Monday, May 11, 2009

Supreme Court 5: More Marshall

I'm picking up the story from here, after Chief Justice John Marshall successfully asserted his court's power of judicial review, i.e., the power to void acts of Congress that violate the Constitution.

In so doing, Marshall contributed to sorting out the boundaries of the three branches of the federal government, in the separation-of-powers and checks-and-balances systems established by the Constitution.

The Constitution also addressed the issue of the balance of power between the federal government and the states, and Marshall subsequently weighed in on that question.

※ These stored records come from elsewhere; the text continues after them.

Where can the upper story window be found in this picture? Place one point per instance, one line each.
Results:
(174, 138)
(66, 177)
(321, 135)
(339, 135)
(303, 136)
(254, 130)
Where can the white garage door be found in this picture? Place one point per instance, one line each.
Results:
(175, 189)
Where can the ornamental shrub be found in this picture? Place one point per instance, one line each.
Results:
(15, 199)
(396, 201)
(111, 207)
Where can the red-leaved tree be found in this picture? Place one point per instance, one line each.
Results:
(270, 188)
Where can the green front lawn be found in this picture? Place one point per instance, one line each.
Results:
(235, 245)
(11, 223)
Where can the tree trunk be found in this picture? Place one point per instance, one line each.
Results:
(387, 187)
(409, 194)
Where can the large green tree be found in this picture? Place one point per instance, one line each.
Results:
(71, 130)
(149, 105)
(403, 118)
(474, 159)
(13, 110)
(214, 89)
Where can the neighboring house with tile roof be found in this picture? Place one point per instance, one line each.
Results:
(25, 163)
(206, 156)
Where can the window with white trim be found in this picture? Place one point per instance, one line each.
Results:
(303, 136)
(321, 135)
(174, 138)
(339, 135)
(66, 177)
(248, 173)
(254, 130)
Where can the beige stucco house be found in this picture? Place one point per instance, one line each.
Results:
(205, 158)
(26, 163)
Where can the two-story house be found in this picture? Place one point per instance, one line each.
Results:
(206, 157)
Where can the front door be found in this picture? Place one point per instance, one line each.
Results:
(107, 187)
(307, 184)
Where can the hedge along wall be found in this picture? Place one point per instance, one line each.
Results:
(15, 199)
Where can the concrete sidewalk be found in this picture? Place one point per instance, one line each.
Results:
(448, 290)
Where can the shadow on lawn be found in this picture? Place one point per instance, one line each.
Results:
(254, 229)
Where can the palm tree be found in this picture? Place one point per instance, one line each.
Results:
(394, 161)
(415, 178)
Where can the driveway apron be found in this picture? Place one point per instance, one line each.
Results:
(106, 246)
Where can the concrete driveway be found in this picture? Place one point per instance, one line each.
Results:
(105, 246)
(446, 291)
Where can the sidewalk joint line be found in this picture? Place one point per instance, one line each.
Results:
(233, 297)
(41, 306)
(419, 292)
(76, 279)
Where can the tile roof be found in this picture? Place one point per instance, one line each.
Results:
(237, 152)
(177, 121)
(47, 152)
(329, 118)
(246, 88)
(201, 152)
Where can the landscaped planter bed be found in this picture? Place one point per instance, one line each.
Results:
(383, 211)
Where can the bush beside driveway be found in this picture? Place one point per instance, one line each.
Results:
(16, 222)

The political history of the United States has involved, for better or worse, an almost continuous movement toward stronger central government. From the Continental Congresses, to the Constitution of 1787, to the post-Civil War constitutional amendments, to the Supreme Court's belated acceptance of New Deal federal activism, every major move has been in the direction of centralization.

Certain decisions of the Marshall Court in the early 19th century contributed to that trend. One such case is McCulloch v. Maryland, in 1819.

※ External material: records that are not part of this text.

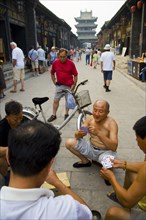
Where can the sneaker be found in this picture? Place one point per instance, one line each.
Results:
(65, 116)
(52, 118)
(108, 90)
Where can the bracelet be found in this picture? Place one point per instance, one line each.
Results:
(125, 165)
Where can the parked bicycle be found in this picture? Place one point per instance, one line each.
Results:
(82, 100)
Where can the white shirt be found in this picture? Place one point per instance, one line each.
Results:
(17, 54)
(107, 58)
(39, 203)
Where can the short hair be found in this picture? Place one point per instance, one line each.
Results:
(140, 127)
(13, 107)
(13, 44)
(32, 145)
(63, 50)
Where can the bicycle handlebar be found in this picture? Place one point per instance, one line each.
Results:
(81, 83)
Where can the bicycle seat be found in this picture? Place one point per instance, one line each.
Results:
(39, 101)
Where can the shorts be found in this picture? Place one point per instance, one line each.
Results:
(137, 214)
(58, 94)
(41, 62)
(107, 75)
(19, 74)
(87, 149)
(34, 64)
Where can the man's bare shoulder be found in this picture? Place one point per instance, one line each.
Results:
(142, 175)
(110, 120)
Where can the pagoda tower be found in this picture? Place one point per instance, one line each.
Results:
(86, 28)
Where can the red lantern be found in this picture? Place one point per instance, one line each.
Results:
(133, 8)
(139, 4)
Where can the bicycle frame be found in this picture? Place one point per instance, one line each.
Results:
(40, 101)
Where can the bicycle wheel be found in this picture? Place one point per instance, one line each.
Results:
(82, 117)
(29, 113)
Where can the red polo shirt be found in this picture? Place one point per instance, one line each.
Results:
(65, 72)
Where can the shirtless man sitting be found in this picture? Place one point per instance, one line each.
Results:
(103, 141)
(132, 196)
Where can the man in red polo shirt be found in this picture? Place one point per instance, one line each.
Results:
(64, 76)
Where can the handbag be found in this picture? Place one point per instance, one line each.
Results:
(70, 101)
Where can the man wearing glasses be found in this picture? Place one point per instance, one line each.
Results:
(64, 76)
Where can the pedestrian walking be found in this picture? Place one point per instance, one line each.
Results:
(99, 55)
(41, 59)
(33, 56)
(64, 76)
(88, 53)
(95, 60)
(18, 67)
(53, 55)
(107, 66)
(2, 81)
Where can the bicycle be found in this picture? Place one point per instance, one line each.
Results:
(82, 100)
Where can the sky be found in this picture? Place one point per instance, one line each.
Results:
(104, 10)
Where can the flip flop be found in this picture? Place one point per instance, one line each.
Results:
(13, 91)
(96, 215)
(79, 165)
(113, 197)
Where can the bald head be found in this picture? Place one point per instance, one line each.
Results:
(102, 103)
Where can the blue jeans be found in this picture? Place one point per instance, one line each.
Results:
(143, 74)
(87, 58)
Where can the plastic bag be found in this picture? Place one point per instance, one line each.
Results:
(70, 101)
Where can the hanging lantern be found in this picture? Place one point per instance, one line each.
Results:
(139, 4)
(133, 8)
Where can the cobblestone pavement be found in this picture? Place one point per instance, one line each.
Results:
(127, 104)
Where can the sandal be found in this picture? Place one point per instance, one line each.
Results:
(107, 182)
(13, 91)
(52, 118)
(65, 116)
(79, 165)
(96, 215)
(113, 197)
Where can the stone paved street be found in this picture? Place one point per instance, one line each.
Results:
(127, 104)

Congress chartered the Bank of the United States, in 1816, and James McCulloch headed up a branch of that bank in Baltimore. The state of Maryland did not take kindly to the imposition of an outside bank within its boundaries. Maryland imposed a tax on operations of the bank, and then sued McCulloch when he refused to pay.

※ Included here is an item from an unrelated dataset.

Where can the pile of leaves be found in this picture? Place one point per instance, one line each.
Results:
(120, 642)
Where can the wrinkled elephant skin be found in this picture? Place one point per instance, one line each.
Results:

The Supreme Court struck down the state tax, in a decision that set two important precedents:

The first involves the Court's defense of Congress's authority to charter the Bank. Article I, Section 9 of the Constitution lists several specific powers allocated to Congress. The Constitutional Convention placed at the end of that list, a paragraph that is sometimes called the "Elastic Clause", which empowers Congress:

To make all Laws which shall be necessary and proper for carrying into Execution the foregoing Powers and all other Powers vested by this Constitution in the Government of the United States, or in any Department or Officer thereof.


The Court interpreted that clause to give Congress the power to take actions not specifically described in that section. While chartering a bank was not specifically allowed, such an action was "necessary and proper for carrying into Execution the" powers to tax and spend.

The second precedent prohibited states from interfering in the operations of the federal government.

Article VI, clause 2 of the Constitution provides that:

This Constitution, and the Laws of the United States which shall be made in Pursuance thereof; and all Treaties made, or which shall be made, under the Authority of the United States, shall be the supreme Law of the Land; and the Judges in every State shall be bound thereby, any Thing in the Constitution or Laws of any state to the Contrary notwithstanding.

The Court found that Maryland's tax constituted an assertion of supremacy over the federal government. In a case such as this where, in the Court's opinion, the federal government had properly acted within its constitutional authority, federal law trumps state law.